0

I am trying to make a question bank from this website

https://www.neetprep.com/questions/851-Botany/7918-Living-World?courseId=386

I am using the following code

from bs4 import BeautifulSoup as soup
from urllib.request import urlopen as uReq
import re

my_url = 'https://www.neetprep.com/questions/851-Botany/7918-Living-World?courseId=386'

uClient = uReq(my_url)
page_html = uClient.read()
uClient.close()
page_soup = soup(page_html, "html.parser")

containers = page_soup.findAll("span",{"class": "-PmH"})
print(soup.prettify(containers[0]))

My output is coming as:

<span class="-PmH" id="questionUXVlc3Rpb246NzE3MQ==">
 <p>
  The third name in trinomial nomenclature is
 </p>
 <p>
  (1) Species
 </p>
 <p>
  (2) Subgenus
 </p>
 <p>
  (3) Subspecies
 </p>
 <p>
  (4) Ecotype
 </p>
</span>

Now how do I modify the code to get just the question and the options as my output text.

For this question my output should be

The third name in trinomial nomenclature is
(1) Species
(2) Subgenus
(3) Subspecies
(4) Ecotype

Hence I want to remove the <p> and </p> tags from my output.

MattDMo
  • 100,794
  • 21
  • 241
  • 231
Shahbaz
  • 805
  • 2
  • 8
  • 20
  • you can use the get_text() method available in beautifulsoup.
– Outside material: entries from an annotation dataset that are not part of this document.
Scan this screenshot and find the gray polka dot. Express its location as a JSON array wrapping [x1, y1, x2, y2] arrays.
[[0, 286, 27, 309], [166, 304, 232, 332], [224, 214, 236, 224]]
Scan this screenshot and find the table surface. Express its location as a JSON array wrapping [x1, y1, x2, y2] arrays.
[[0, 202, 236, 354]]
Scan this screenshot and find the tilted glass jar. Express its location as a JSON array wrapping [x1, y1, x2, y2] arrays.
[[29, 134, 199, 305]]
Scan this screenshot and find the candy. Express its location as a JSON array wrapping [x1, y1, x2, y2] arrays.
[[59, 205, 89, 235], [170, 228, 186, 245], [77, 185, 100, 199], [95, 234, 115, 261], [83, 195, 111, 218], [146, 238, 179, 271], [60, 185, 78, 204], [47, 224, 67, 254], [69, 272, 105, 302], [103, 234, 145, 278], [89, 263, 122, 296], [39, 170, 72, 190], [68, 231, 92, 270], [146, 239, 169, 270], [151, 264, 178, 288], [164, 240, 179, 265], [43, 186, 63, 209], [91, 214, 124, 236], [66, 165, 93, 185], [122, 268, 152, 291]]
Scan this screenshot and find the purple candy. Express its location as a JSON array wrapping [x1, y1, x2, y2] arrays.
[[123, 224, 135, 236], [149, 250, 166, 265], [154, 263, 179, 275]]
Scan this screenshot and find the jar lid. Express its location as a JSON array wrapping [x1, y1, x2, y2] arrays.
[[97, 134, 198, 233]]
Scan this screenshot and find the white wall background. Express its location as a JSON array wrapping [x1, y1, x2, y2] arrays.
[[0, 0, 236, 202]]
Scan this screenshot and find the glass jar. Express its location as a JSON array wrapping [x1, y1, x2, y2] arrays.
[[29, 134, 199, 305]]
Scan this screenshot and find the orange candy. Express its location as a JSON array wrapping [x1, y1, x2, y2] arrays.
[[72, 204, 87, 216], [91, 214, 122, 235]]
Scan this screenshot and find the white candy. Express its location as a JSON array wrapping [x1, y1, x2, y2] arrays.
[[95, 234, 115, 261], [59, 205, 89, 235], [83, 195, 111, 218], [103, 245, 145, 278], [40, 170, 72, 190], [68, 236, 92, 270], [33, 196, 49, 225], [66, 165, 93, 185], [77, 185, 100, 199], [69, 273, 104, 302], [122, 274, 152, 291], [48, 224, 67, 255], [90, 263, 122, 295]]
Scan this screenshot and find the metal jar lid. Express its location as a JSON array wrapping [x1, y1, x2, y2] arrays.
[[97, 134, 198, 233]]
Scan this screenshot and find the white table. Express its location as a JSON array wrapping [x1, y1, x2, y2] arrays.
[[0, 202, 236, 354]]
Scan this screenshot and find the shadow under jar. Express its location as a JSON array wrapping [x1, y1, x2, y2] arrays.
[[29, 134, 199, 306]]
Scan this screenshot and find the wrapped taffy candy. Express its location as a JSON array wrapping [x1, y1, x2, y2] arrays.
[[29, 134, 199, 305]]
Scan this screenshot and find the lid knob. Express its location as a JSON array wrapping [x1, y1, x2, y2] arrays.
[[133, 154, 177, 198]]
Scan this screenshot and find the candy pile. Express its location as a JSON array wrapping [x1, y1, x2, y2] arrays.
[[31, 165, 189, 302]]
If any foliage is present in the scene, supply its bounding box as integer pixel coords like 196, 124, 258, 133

That will remove all HTML tags give you just the text. – whiplash Oct 22 '20 at 16:52
  • `for p in containers[0].findAll('p'): print(p.text)`. You do not need to `prettify` –  Oct 22 '20 at 16:58

1 Answers1

1

Try to change:

print(soup.prettify(containers[0]))

to

print(containers[0].text.split("\n"))
dimay
  • 2,768
  • 1
  • 13
  • 22